Década de 80. Um dia, visitando uma família num bairro carente da cidade, viu uma criança caída no quintal. Era o último grau de desnutrição. Os pais diziam que não era nada demais. Que iriam levar o filho a uma benzedeira. Clair contestou. Disse que o menino precisava de um médico. E assim o fez. No hospital, ele ficou internado. Tinha muita desnutrição. Mas depois ficou bom e teve alta. 

“A assistente social, na época, disse que, se criança voltasse à família, poderia estar vulnerável a uma nova desnutrição”, lembra Simone. Então pediu para que Clair ficasse com ela. E aceitou. Pegou amor. Não queria mais devolvê-lo. Lucas, o menino, permaneceu um ano na casa. Como não existe pobreza que tire o filho de um pai legítimo, ele foi devolvido. “Com muito choro ela devolveu”, disse a filha. 

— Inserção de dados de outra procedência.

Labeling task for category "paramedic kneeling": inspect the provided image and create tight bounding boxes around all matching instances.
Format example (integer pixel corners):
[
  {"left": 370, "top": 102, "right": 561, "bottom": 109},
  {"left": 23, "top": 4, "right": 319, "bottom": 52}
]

Clair conta que, após devolvê-lo a família, sempre manteve contato. Tinha Lucas como um filho. Dava conselhos. Presentes. Mas isso tudo, de nada adiantou. O menino estava vulnerável a todos os problemas sociais. O pai tinha histórico de alcoolismo. E o irmão, envolvido com drogas. Fora isso, pouca grana na casa. Fruto do desemprego.     

E não tinha outro jeito. A história de Lucas não teve final feliz. Charles Bukowski não escreveria melhor. Anos depois o pai do menino morreu numa briga de bar. O irmão de Lucas se envolveu com drogas e também morreu. Já o menino cuidado e amado por Clair, acabou caindo pela mesma tentação. Foi detido ainda aos 15 anos e mandado ao sistema prisional para menores em Curitiba, ressalta Simone. E ele não passou dos 15. Foi assassinado durante a detenção. Clair, chocada, pagou pelo túmulo. Ele foi enterrado em Campo Mourão. Esse foi o adeus de uma “mãe”. Que sofreu calada sem nada poder fazer.